The Senate recently released a report highly critical of state and local fusion centers. Fusion centers amalgamate information from many sources -- state and local law enforcement, first responders, public health, etc. -- to determine threats to public safety. According to the report, the centers were not yielding timely terrorism-related information, were not adequately monitoring funding, and lacked the capability to meaningfully contribute to counterterrorism. There were also numerous examples of money spent on activities well outside the mission: Tahoe SUVs used by the Arizona fire department, laptops used by Ohio medical examiners, flat-screen TVs for the San Diego office to monitor television coverage, etc. This waste was the focus of newspaper coverage -- but the important story lies elsewhere.

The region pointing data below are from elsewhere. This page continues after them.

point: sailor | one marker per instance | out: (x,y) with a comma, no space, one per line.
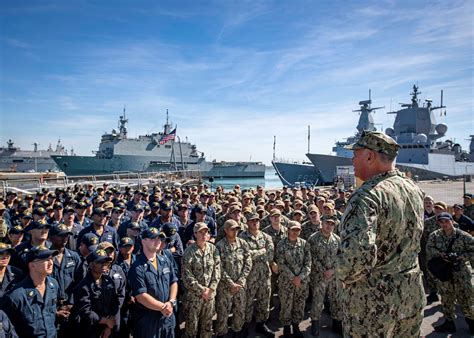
(136,218)
(294,262)
(74,228)
(259,280)
(6,327)
(378,254)
(154,286)
(116,273)
(125,259)
(80,218)
(39,234)
(31,304)
(9,275)
(201,275)
(96,303)
(464,223)
(66,265)
(457,247)
(324,245)
(100,228)
(313,224)
(468,205)
(236,264)
(15,235)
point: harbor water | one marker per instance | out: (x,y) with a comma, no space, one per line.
(270,181)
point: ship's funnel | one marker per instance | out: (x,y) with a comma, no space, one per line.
(441,129)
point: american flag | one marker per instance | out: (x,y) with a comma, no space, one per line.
(168,137)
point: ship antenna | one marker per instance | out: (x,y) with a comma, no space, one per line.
(274,143)
(309,137)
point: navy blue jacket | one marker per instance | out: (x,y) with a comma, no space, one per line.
(31,314)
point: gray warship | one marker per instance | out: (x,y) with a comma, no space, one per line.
(14,159)
(323,173)
(420,155)
(162,151)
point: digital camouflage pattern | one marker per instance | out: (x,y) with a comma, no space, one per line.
(294,259)
(308,229)
(236,265)
(430,225)
(259,280)
(201,269)
(382,292)
(323,258)
(459,290)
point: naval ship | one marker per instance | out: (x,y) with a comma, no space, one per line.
(420,155)
(14,159)
(162,151)
(292,174)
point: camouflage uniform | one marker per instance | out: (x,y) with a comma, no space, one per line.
(469,211)
(294,259)
(323,257)
(308,228)
(258,283)
(382,293)
(236,264)
(430,225)
(200,270)
(276,236)
(459,290)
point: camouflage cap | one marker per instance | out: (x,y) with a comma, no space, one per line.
(294,225)
(230,224)
(199,226)
(6,248)
(253,216)
(330,219)
(376,141)
(98,256)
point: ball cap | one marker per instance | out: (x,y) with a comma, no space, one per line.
(37,225)
(444,215)
(230,224)
(98,256)
(59,230)
(376,141)
(6,248)
(151,233)
(294,225)
(91,241)
(40,252)
(126,241)
(252,216)
(199,226)
(330,219)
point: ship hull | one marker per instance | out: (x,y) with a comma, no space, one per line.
(326,165)
(440,166)
(88,165)
(291,174)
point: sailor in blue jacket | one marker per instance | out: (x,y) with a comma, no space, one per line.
(9,275)
(66,267)
(96,302)
(154,286)
(31,304)
(6,328)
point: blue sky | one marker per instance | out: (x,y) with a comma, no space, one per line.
(231,73)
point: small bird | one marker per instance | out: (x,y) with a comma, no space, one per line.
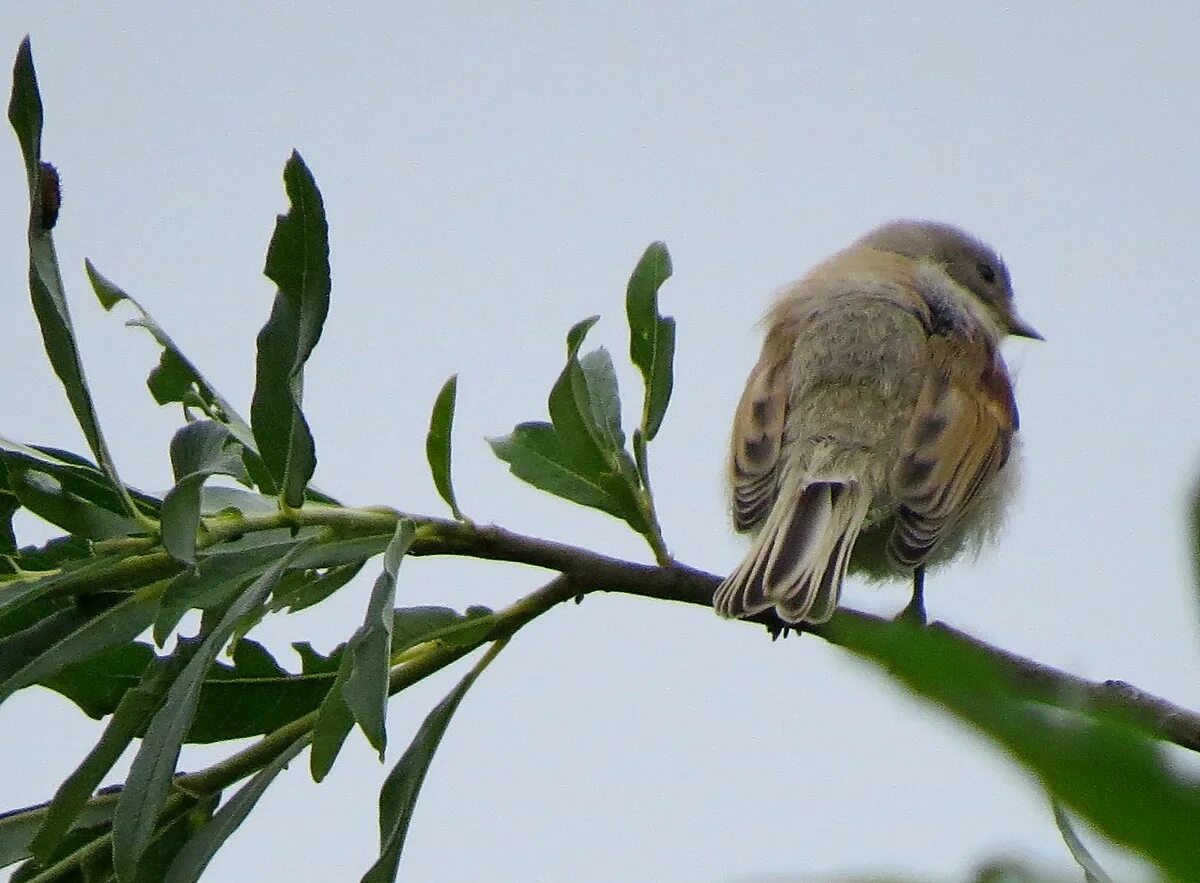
(877,430)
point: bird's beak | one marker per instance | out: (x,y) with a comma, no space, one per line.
(1020,328)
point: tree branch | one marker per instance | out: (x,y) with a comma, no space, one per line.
(591,571)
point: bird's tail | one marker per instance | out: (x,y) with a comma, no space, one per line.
(798,559)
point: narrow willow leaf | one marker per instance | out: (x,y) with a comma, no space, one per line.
(99,684)
(46,497)
(45,278)
(1104,770)
(1092,870)
(195,857)
(51,624)
(256,696)
(366,689)
(437,444)
(651,335)
(129,720)
(298,262)
(397,797)
(217,577)
(149,780)
(312,587)
(603,397)
(15,594)
(177,379)
(114,628)
(334,724)
(18,827)
(198,451)
(537,455)
(76,475)
(580,439)
(173,835)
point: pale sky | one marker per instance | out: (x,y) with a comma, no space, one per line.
(491,174)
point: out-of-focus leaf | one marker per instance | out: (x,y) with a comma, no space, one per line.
(579,455)
(195,857)
(45,278)
(114,628)
(414,625)
(177,378)
(603,398)
(298,262)
(19,647)
(149,780)
(334,724)
(18,827)
(76,475)
(198,451)
(217,577)
(537,455)
(311,587)
(1092,870)
(1103,769)
(45,496)
(256,695)
(651,335)
(437,444)
(397,797)
(17,593)
(370,650)
(173,835)
(99,684)
(127,721)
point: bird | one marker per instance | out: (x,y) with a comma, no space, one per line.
(877,431)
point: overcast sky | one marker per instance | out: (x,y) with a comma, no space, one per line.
(491,174)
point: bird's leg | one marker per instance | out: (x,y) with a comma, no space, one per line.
(915,611)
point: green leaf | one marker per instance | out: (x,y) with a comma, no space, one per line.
(129,720)
(197,451)
(1103,769)
(76,475)
(45,278)
(651,335)
(580,455)
(397,797)
(149,780)
(334,724)
(46,496)
(437,444)
(195,857)
(415,625)
(603,398)
(256,696)
(219,576)
(370,650)
(114,628)
(15,594)
(177,379)
(570,412)
(18,827)
(298,262)
(535,454)
(99,684)
(311,587)
(1092,870)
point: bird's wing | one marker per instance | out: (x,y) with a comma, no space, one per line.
(959,438)
(757,439)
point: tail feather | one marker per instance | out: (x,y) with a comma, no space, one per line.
(798,560)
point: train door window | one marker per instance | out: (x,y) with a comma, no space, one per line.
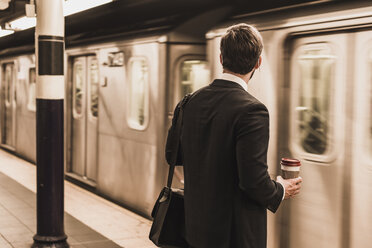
(93,77)
(370,102)
(194,75)
(31,103)
(138,93)
(78,89)
(314,70)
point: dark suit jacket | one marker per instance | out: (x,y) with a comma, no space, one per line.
(227,186)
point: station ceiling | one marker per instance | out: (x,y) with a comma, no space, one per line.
(17,7)
(126,16)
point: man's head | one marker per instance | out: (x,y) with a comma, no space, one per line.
(241,47)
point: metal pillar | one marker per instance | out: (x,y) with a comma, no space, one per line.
(49,44)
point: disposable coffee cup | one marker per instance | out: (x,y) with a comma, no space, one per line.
(290,167)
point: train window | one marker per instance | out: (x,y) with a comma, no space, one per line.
(8,83)
(138,93)
(31,103)
(314,69)
(93,71)
(78,91)
(194,75)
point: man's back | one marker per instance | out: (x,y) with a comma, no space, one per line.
(227,187)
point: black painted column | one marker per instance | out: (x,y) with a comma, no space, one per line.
(49,43)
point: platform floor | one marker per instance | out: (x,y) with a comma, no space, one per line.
(90,221)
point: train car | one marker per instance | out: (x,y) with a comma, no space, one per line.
(120,92)
(316,82)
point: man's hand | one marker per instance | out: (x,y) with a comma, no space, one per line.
(292,186)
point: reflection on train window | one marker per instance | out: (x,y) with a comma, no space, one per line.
(93,71)
(139,93)
(31,103)
(315,68)
(194,75)
(78,92)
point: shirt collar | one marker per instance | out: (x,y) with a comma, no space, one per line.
(235,79)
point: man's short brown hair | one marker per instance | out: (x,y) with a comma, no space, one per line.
(241,46)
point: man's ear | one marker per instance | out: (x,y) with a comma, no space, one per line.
(258,64)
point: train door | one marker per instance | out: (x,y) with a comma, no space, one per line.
(84,126)
(189,72)
(8,105)
(316,136)
(361,187)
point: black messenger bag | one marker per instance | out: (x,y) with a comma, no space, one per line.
(168,227)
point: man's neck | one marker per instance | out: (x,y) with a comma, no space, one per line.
(245,77)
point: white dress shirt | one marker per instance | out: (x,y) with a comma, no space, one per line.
(241,82)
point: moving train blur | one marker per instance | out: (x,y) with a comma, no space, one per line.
(122,85)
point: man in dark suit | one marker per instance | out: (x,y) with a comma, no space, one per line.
(224,145)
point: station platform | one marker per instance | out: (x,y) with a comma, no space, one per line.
(90,221)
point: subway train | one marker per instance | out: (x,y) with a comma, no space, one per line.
(315,80)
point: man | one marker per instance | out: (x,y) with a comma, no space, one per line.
(224,145)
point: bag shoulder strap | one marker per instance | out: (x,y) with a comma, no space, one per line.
(178,130)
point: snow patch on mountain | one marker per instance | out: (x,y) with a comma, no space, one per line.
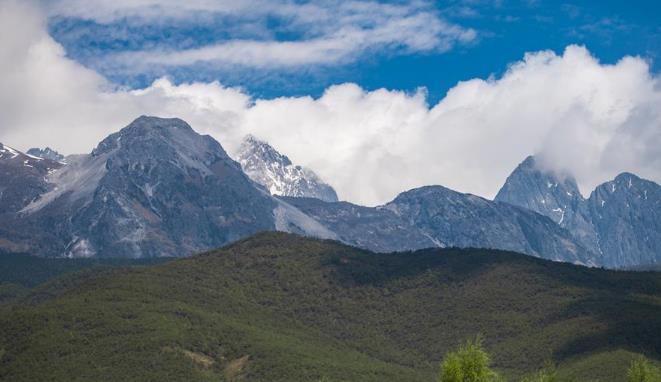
(266,166)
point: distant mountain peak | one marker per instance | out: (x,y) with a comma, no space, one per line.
(620,221)
(46,153)
(275,171)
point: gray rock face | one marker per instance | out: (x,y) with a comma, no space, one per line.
(620,222)
(626,213)
(22,178)
(266,166)
(155,188)
(439,217)
(377,229)
(46,153)
(552,195)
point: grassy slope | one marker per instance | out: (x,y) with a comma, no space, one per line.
(278,307)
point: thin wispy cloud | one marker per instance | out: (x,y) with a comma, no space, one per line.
(257,34)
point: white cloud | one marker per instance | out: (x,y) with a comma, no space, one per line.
(582,116)
(327,32)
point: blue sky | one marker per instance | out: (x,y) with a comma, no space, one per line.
(498,33)
(336,85)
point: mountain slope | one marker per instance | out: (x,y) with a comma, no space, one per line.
(155,188)
(279,307)
(626,213)
(266,166)
(620,221)
(435,216)
(22,178)
(46,153)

There are 77 fusion centers, operating in every state and many major cities. The program was begun in 2006, with the purpose of connecting the dots and preventing another terrorist attack like that of September 11th. The fusion centers were a response to the problems that the FBI had in sharing information with itself, and lack of information sharing between federal agencies (the CIA not forwarding information to the FBI that known terrorists were within the U.S.), etc. The size of the program is a little difficult to determine, as how much funding the fusion centers receive is hard to tell. That was one of the concerns of the Senate report. The total amount of money spent since 2003 on fusion centers lies somewhere between $289 million and $1.4 billion. In short, this is a major effort being made by the U.S. government.
There's not much to show for it. Now the fusion centers have apparently been useful to traditional criminal investigations, in helping with public safety, and in disaster and recovery efforts, and that's all to the good. But they have been much less useful in counterterrorism. Part of that is structural. In 2009, for example, fewer than half of the 70 fusion centers then operating had a DHS intelligence officer, "rendering them functionally disconnected from DHS's reporting process" -- and thus no better off than in the pre-September 11th days.
But there are other reasons for the lack of effectiveness as well. The Senate committee carefully examined 13 months worth of reports, from April 1, 2009, to April 30, 2010. There were 610 reports filed, of which nearly a third were cancelled by DHS reviewers because the reports lacked useful information or ran afoul of privacy or civil-liberty guidelines, or did not fall within the department's mission. Many of the reports were based on open-source information and were months out of date; one such, submitted in March 2010, described a terrorist threat in north Africa of "unknown reliability" dating from a year earlier. Only 94 reports dealt with terrorist activity, and many of these were submitted months after information had been received from the FBI or other agencies. Another report described an illegal alien who overstayed his visa, had a match in the Terrorist Identities Datamarket Environment (a DHS database), and who had tried to shoplift a pair of shoes from Nieman Marcus. The DHS response was that the agency had "no idea what value this would be adding to the IC [Intelligence Community]."
That's part of the problem with the fusion centers. It's easy to gather "suspicious data" and forward it on, especially if that is the model of success within the organization. But does such data collection make us safer? The earlier NSA warrantless wiretapping provides one example of not. Improperly reviewed tips easily lead to a situation where investigative resources are wasted pursuing non-leads.
There is a fundamental problem with the model of the fusion centers. Terrorist groups are small, indeed can be even "lone wolves" whose first criminal act is a terrorist act. And even when monitoring occurs, the monitoring may not pick up the import of the activities. Anders Breivik, the Norweigan convicted of murdering 77 people, hid his purchases of fertilizer, used to bomb an Oslo building, in plain sight. Breivik owned a farm, providing him with a perfect excuse for purchasing large amounts of fertilizer.
The Senate report says that, "Fusion centers may provide valuable services in fields other than terrorism, such as contributions to traditional criminal investigations, public safety, or disaster response and recovery efforts." If they do, their costs should be weighed against putting alternative solutions for public safety, such as community policing, which is known to be a highly effective way of reducing crime. They should not be funded as counterterrorism efforts when they do not function in that way.
The Senate report concludes that, "the Subcommittee investigation was unable to confirm that the fusion centers' contributions... were unique to the intelligence and analytical work expected of fusion centers; or would not have occurred absent a fusion center." Over the six years of their existence, the fusion centers have not played a role in counterterrorism efforts. The fusion centers lack of effectiveness is a strong argument for abolishing them.